As regards anomaly detection, the method stores two matrices in memory, the “whitening” matrix \(\Upphi^{-\frac{1}{2}} \in {\mathbb{R}}^{r \times r}\), and the rejector \(W \in {\mathbb{R}}^{(r-q)\times r}\). Given the recursive execution of the method, m additional variables are kept in memory, corresponding to the m recursive functions g t (i,0). For anomaly localization purposes, the m anomaly signatures \({\bf v}_k \in {\mathbb{R}}^{(r-q)\times 1}\) are also stored. This represents a total of \({\mathcal O}\left(r^2\right)\) variables in memory, where r is the number of links in the network. The computation of \(\Upphi^{-\frac{1}{2}}\) and W involves matrix multiplications and inversions, and thus the associated cost is \({\mathcal O}\left(r^3\right)\). There is an additional cost in the learning phase of the splines-based model, related to the tomogravity estimate used to construct the splines basis S. The cost of the tomogravity method is similar to that of the least-squares method, which implies \({\mathcal O}\left(m^3\right)\) operations to estimate an m × 1 TM. All these matrices are computed off-line during the learning phase and do not affect the scalability and on-line applicability of the method. In the on-line detection/localization phase, residuals u t  = W z t are computed and used to update the m recursive functions g t (i,0). Finally, the m functions s t (i) used for anomaly localization are computed. These steps involve approximately \({\mathcal O}\left(r^2\right)\) operations for anomaly detection and \({\mathcal O}\left(m^2\right)\) additional operations for anomaly localization.

To sum up, RRLB keeps in memory a total of \({\mathcal O}\left(r^2\right)\) variables and implies \({\mathcal O}\left(r^2 + m^2\right)\) operations for on-line anomaly execution. This analysis shows that the overheads of RRLB are quite low, and demonstrates that the method is easily scalable with the size of the network. All previous SRR approaches do not incur the overheads of RRLB, but they certainly provide higher MLU values or even become unfeasible in the event of volume anomalies (i.e. u max > 1), simply because there is no single routing configuration that can efficiently manage all possible traffic variations; it is clear from our study that some form of dynamism is necessary when faced with highly dynamic traffic.

7 Conclusions

In this paper, we addressed the routing optimization under traffic uncertainty problem. We introduced the Reactive Robust Routing approach, a proactive and reactive solution that not only deals with current dynamic traffic demands in a robust and efficient way, but also detects and localizes volume anomalies from aggregated links traffic measurements, improving network operation. We extended the robust routing technique to manage expected traffic variations by introducing the notion of time-varying uncertainty set, setting up a multi-hour robust routing scheme.

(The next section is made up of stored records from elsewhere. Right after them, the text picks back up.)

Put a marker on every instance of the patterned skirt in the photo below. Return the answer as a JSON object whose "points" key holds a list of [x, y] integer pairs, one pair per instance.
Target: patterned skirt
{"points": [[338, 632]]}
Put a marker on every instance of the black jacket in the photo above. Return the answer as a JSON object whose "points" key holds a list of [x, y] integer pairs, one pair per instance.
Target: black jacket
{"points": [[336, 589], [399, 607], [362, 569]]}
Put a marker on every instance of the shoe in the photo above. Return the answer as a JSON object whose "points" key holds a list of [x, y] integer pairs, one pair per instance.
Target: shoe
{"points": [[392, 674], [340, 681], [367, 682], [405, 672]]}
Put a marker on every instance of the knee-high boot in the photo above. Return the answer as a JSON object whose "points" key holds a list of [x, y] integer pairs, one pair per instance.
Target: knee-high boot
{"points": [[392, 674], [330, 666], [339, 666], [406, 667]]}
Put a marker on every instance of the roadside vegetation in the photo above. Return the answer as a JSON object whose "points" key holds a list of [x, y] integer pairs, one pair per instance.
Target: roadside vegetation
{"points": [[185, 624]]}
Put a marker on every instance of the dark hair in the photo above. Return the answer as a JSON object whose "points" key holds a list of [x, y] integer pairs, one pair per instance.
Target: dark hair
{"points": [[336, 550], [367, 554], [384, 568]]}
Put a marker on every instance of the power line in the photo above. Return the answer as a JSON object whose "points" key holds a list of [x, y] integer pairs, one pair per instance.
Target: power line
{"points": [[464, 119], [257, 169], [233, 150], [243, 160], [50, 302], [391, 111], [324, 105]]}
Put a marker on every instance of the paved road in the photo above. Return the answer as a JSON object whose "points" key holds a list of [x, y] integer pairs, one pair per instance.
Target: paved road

This approach achieves better resource utilization than previous stable robust proposals in different scenarios. We introduced an original linear model to parameterize usual traffic behavior from widely available SNMP measurements. Compared to other traffic models, ours is not data-driven, a necessary property to achieve reliable results. In order to manage large and unexpected traffic variations, we presented a statistical algorithm to detect and localize volume anomalies in network traffic, using the proposed model to filter the anomaly-free traffic. This algorithm presents well-established optimality properties, which are extremely important to provide solid results. We proposed a novel approach that exploits both the Robust Routing paradigm and the localization ability of our detection/localization algorithm to optimally handle anomalous traffic variations. Contrary to traditional Dynamic Load Balancing algorithms, the load balancing extension of RRR does not present transient congestion behaviors, a necessary condition to apply dynamic routing in the practice.